Knox Community Battles Invasive Plant at Green Oaks
May 16, 2011
by Matt McKinney ‘13
Although pulling weeds on Mother's Day might seem a little unusual, Knox College students and faculty proved it was a task well worth their while.
Led by Jim Mountjoy, Knox associate professor of biology, members of the Knox community worked May 8 to remove garlic mustard plants from woodland areas at the Green Oaks Biological Field Station, located about 20 miles east of campus. The plant, which emits a pungent smell when crushed, was likely brought to the United States by European settlers in the 1800s, Mountjoy said. The invasive species can wreak havoc on natural habitats in the United States.
"Garlic mustard can have a major impact on the forest and wildlife once it gets established," explained Mountjoy, who is also the acting director of Green Oaks. "It can shade out the growth of young trees, seedlings, and actually poison other plants with secretions from its roots."

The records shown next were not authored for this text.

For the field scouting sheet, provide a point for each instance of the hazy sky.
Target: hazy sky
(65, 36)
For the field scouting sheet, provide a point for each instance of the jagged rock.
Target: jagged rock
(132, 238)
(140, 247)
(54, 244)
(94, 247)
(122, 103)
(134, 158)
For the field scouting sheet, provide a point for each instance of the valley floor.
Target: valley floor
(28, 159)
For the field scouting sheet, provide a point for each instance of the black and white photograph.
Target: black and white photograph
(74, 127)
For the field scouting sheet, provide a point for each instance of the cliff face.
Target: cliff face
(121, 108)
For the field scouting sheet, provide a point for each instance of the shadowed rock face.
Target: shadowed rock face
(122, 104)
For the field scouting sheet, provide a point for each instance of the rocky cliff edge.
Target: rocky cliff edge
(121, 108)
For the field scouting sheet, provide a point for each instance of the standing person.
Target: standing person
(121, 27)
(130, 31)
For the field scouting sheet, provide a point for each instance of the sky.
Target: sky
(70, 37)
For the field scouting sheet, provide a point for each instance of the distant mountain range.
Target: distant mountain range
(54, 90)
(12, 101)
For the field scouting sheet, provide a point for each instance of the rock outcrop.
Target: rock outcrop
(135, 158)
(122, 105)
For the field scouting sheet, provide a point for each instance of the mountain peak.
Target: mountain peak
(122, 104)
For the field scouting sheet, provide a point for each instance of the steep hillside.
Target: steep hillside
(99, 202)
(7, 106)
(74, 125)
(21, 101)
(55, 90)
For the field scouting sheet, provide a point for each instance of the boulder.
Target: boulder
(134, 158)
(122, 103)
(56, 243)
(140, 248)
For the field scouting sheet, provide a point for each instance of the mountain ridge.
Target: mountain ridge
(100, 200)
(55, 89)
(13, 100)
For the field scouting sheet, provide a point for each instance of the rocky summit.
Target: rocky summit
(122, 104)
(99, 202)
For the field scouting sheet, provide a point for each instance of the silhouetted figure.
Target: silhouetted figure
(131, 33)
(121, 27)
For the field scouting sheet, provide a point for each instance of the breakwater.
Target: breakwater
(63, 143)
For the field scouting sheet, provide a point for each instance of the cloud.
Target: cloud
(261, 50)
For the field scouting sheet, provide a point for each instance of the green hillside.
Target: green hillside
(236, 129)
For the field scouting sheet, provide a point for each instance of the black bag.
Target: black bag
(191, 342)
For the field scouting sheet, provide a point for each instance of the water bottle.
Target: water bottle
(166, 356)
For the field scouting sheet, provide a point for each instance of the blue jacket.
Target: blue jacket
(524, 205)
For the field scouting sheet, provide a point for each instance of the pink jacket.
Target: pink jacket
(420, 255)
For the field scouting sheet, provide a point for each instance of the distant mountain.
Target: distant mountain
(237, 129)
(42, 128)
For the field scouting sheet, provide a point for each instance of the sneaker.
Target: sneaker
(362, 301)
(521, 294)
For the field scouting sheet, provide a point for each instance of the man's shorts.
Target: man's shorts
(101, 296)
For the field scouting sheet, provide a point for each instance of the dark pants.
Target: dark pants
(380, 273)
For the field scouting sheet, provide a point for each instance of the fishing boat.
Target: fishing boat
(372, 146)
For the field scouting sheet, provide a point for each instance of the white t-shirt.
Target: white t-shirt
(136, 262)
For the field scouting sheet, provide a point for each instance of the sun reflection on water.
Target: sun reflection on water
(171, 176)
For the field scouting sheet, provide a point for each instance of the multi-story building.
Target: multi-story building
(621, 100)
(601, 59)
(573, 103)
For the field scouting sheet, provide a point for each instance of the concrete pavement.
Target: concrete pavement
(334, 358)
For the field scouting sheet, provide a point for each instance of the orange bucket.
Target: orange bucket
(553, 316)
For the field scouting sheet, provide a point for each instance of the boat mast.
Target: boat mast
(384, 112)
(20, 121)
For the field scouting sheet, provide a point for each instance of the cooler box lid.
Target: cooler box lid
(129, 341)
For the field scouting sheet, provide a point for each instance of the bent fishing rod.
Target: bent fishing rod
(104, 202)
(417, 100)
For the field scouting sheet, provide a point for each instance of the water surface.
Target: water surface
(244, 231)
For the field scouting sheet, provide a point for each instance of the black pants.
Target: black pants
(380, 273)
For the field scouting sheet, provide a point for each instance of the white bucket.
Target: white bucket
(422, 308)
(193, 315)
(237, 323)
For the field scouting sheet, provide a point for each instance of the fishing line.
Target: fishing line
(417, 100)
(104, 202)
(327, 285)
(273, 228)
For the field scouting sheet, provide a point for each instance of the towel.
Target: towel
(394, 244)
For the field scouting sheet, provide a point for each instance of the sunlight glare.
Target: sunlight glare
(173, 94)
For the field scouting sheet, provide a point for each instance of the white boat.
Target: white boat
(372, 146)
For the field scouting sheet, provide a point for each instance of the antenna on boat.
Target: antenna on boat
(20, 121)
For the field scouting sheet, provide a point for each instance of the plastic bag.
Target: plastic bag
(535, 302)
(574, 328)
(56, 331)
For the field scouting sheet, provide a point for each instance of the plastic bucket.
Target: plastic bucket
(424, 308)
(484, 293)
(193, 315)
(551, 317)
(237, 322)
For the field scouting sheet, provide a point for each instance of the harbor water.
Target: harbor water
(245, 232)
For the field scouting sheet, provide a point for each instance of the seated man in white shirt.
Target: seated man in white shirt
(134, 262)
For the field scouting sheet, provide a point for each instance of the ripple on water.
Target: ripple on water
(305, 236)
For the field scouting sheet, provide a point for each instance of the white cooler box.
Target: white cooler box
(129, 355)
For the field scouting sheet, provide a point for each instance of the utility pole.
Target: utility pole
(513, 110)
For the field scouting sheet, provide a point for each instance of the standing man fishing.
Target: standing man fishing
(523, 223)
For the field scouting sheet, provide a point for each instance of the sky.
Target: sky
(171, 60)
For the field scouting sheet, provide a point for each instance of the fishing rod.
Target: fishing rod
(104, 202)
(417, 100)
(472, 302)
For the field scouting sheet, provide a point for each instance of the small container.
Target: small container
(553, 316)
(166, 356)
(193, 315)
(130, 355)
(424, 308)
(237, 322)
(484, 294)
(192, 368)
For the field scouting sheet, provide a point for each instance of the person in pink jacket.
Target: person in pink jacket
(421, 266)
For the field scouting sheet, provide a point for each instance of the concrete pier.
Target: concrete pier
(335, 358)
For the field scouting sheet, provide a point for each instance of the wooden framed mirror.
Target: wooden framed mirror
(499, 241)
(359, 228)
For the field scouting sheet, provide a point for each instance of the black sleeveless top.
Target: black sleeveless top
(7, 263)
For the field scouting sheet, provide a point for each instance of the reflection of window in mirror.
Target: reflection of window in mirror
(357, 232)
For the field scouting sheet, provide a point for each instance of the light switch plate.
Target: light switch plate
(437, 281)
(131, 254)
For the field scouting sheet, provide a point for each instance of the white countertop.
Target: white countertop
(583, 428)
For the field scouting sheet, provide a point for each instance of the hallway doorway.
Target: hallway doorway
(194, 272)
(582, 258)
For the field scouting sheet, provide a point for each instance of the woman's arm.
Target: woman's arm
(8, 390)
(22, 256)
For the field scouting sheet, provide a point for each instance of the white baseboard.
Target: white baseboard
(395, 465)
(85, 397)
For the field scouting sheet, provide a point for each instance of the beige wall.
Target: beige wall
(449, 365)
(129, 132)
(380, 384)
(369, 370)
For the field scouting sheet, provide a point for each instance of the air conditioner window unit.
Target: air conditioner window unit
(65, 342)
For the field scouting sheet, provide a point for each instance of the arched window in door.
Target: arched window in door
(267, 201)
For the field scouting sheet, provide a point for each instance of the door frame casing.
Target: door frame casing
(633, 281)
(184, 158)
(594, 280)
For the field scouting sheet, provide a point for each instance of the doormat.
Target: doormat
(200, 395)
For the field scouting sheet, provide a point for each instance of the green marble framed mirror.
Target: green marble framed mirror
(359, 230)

Garlic mustard has become a problem not just in Knox County, but across the United States. The Knox group worked for about three hours to remove the plants, which are known to grow up to 3 feet tall. They flower once every two years.
"Our goal was to stop the plant from spreading by attacking its front lines, instead of focusing on dense, established patches that might require alternative methods of removal," said Laura Jorgenson, a Knox senior from Dahinda, Illinois, who has majors in biology and history. "And by having the pull during this time of year, when the plant is flowering but has not yet developed seed pods, we were able to eliminate it without dispersing the seeds on our clothes."
The pull came in lieu of the annual Spring Prairie Burn, which was first conducted in the 1950s by Knox professor Paul Shepard. The burn typically is held at this time of year to protect prairie grasses from intrusions of woodland scrub and competition with "exotic" species. Mountjoy said that he didn't feel a burn was necessary this year, as it might destroy young trees and prairie flowers.
Despite garlic mustard's status as an invasive species, it isn't all bad. Jorgenson's mother found some recipes calling for garlic mustard as an ingredient, and she prepared a variety of those foods -- including venison, deviled eggs, and even brownies.
"They were all quite good," Mountjoy said.
The pull was part of Green Oaks' overarching mission of restoring its 700 acres of forest, grassland and aquatic habitats back to their natural state.
"Our Field Station does a great job in allowing students to get involved at Green Oaks, learn about the native flora and fauna, as well as allow us to do independent projects," said junior Steve Galdek, a biology major from Chicago Ridge, Illinois. "It connects students with nature by instilling a sense of responsibility to take care of our surroundings."
Founded in 1837, Knox is a national liberal arts college in Galesburg, Illinois, with students from 48 states and 51 countries. Knox's "Old Main" is a National Historic Landmark and the only building remaining from the 1858 Lincoln-Douglas debates.